Publié dans le blog Athena21.org de Ben Cramer, journaliste/polémologue en décembre 1996: « Généraux et amiraux de tous les pays… » (voir l’article original ici).
Généraux et amiraux de tous les pays…
Nous, militaires de carrière qui avons consacré nos vies à la sécurité de nos pays et de nos peuples, nous sommes convaincus que le maintien des armes nucléaires dans les arsenaux des puissances nucléaires, et que la crainte permanente que d’autres puissent acquérir ces armes, menacent la paix générale et la sécurité dans le monde, dont celle des populations que nous nous sommes voués à protéger, et menacent même leur survie.
Nos responsabilités diverses, nos expériences des armes et des guerres des forces armées de nombreuses nations, nous ont donné une connaissance intime et sans doute unique de la sécurité et de l’insécurité actuelle de nos pays et de nos peuples.
Nous savons que les armes nucléaires, bien qu’elles n’aient pas été utilisées depuis Hiroshima et Nagasaki, représentent un danger évident et permanentent pour l’existence même de l’humanité.
Durant la guerre froide, elles ont fait courir un risque énorme d’holocauste. Au moins une fois, la civilisation a été sur le point de connaître une tragique catastrophe. La menace a actuellement reculé, mais elle ne sera pas éliminée tant que les armes nucléaires continueront à exister.
La fin de la guerre froide a créé les conditions favorables pour le désarmement nucléaire. La fin de la confrontation militaire entre l’Union soviétique et les États-Unis a permis de réduire le nombre des armes nucléaires stratégiques et tactiques, [et] d’éliminer les missiles de moyenne portée.
Un jalon vers le désarmement nucléaire a été franchi lorsque la Biélorussie, le Kazakhstan et l’Ukraine ont renoncé à leurs armes nucléaires. La prolongation indéfinie du Traité de non-prolifération nucléaire (TNP) en 1995 et l’approbation d’un Traité d’interdiction complète des essais nucléaires (CTBT) par l’Assemblée générale des Nations-Unies en 1996 représentent également des étapes importantes vers un monde sans arme nucléaire. Nous rendons hommage au travail qui a permis ces résultats.

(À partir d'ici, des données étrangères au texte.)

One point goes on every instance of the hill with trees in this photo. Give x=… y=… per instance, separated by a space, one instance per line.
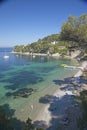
x=73 y=35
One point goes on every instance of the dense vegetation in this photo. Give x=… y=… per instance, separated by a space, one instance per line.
x=48 y=45
x=73 y=34
x=75 y=31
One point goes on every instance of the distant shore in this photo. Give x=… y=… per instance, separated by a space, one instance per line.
x=55 y=55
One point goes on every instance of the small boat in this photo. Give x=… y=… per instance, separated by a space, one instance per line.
x=6 y=57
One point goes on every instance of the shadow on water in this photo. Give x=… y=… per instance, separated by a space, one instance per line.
x=22 y=79
x=7 y=121
x=63 y=110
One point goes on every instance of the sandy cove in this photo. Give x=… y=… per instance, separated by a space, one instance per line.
x=62 y=111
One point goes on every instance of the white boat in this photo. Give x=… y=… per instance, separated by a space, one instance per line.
x=6 y=57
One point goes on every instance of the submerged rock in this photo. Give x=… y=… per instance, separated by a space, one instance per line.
x=24 y=92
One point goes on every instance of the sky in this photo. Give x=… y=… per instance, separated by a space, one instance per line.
x=25 y=21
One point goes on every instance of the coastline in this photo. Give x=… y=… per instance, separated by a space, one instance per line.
x=64 y=106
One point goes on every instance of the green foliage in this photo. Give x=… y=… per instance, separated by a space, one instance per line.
x=82 y=123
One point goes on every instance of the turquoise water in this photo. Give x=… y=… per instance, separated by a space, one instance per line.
x=42 y=74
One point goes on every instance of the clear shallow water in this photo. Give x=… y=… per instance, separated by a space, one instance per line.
x=40 y=73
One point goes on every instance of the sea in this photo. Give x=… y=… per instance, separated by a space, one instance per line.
x=26 y=80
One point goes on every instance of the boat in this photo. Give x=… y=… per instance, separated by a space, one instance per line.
x=6 y=57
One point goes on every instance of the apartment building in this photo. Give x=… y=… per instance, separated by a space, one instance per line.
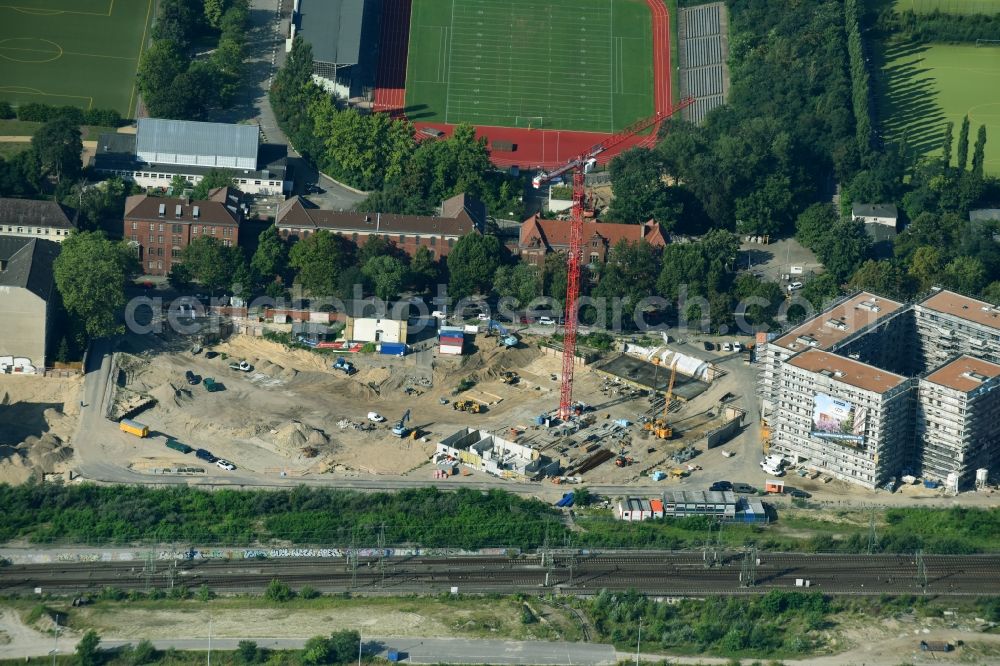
x=949 y=324
x=958 y=413
x=160 y=228
x=843 y=322
x=459 y=216
x=27 y=218
x=843 y=417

Malheureusement, en dépit de ces progrès, un authentique désarmement nucléaire n’est pas réalisé. Les traités ne prévoient que la destruction des missiles porteurs et non des têtes nucléaires — ce qui permet aux États-Unis et à la Russie de garder les têtes en réserve, créant ainsi un potentiel nucléaire réversible. Et pourtant, dans l’ambiance de sécurité de l’après guerre froide, les menaces nucléaires le plus souvent évoquées ne sont plus justifiables de dissuasion, ou ne sont même plus crédibles. C’est pourquoi nous pensons que le chemin actuellement suivi dans le monde en matière nucléaire n’est pas acceptable.

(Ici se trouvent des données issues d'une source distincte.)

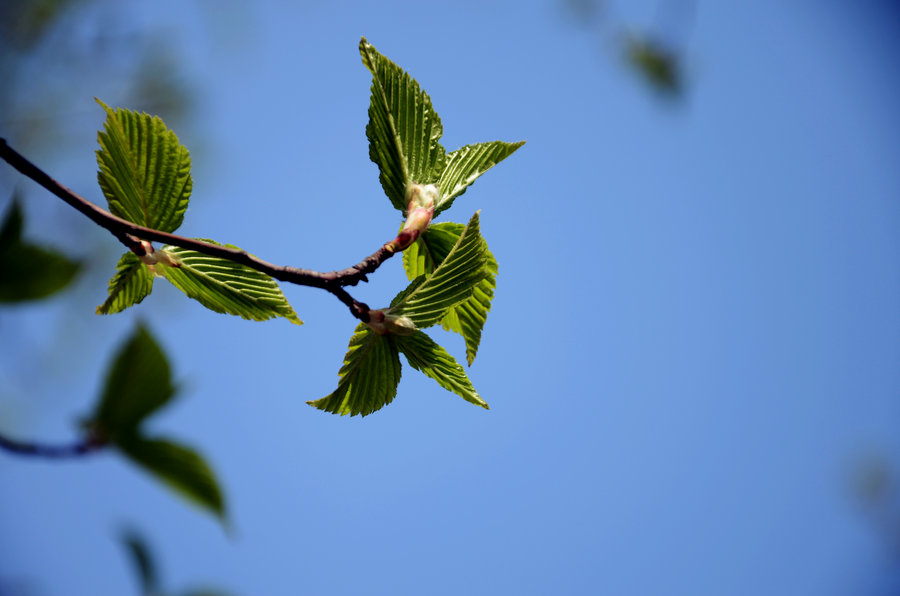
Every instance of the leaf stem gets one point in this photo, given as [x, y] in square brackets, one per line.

Nous sommes profondément convaincus que les démarches suivantes doivent être prises dès maintenant:
- Premièrement, les stocks actuels d’armes nucléaires et ceux prévus dans le futur sont beaucoup trop importants. Ils doivent être réduits sans attendre.

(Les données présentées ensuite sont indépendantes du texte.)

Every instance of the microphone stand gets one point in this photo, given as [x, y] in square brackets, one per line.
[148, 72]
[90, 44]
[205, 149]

- Deuxièmement, les armes nucléaires restantes devraient être progressivement, et de manière transparente, mises hors d’alerte, et leur disponibilité réduite de façon conséquente aussi bien dans les États nucléaires déclarés que dans les États nucléaires de facto.
- Troisièmement, la politique nucléaire internationale à long terme doit se baser sur le principe de l’élimination progressive, complète et irrévocable des armes nucléaires.
Les États-Unis et la Russie devraient, sans que cela porte atteinte à leur sécurité militaire, poursuivre le processus de réduction déjà enclenché par les accords START, ils devraient réduire à 1000-1500 chacun leurs têtes nucléaires, voire encore moins.Les trois autres puissances nucléaires, et les trois États du seuil devraient participer à un processus de réduction qui serait négocié et les amènerait à en conserver quelques centaines. La défense de l’intégralité territoriale de chaque pays n’est pas incompatible avec l’abolition des armes nucléaires. On ne peut, pour le moment, prévoir ou inscrire dans un programme les circonstances et les conditions exactes qui conduiront finalement à cette abolition. Une des conditions essentielles sera un programme de surveillance et d’inspections, y compris des mesures d’évaluation et de contrôle des stocks de matières fissiles. Ceci évitera que des aventuriers ou des terroristes ne cherchent à se doter clandestinement d’une capacité nucléaire sans risquer d’être découverts très rapidement.
Il est essentiel de se mettre d’accord sur un procédé d’intervention internationale obligatoire, susceptible de mettre fin définitivement et rapidement à des efforts clandestins.
La création de zones dénucléarisées dans différentes parties du monde, des mesures de confiance et de transparence dans le secteur de la défense en général, une mise en oeuvre stricte de tous les traités de désarmement et de contrôle des armements, ainsi qu’une assistance mutuelle pour le désarmement sont également importants pour aller vers un monde dénucléarisé. Le développement de systèmes régionaux de sécurité collective, y compris des mesures pratiques de coopération, de partenariat, d’interaction et de communication sont essentielles pour établir une stabilité locale et la sécurité. Il est impossible de dire dans quelle mesure l’existence des armes nucléaires et la crainte de leur utilisation ont pu dissuader la guerre, dans un monde où, cette année, (1996), 30 conflits militaires ont été engagés. Il est évident, malgré tout, que les États qui possèdent actuellement des armes nucléaires ne les abandonneront que s’ils sont persuadés de disposer de moyens plus sûrs et moins dangereux pour assurer leur sécurité. C’est pourquoi il est évident que les puissances nucléaires n’accepteront pas maintenant un calendrier précis pour l’abolition.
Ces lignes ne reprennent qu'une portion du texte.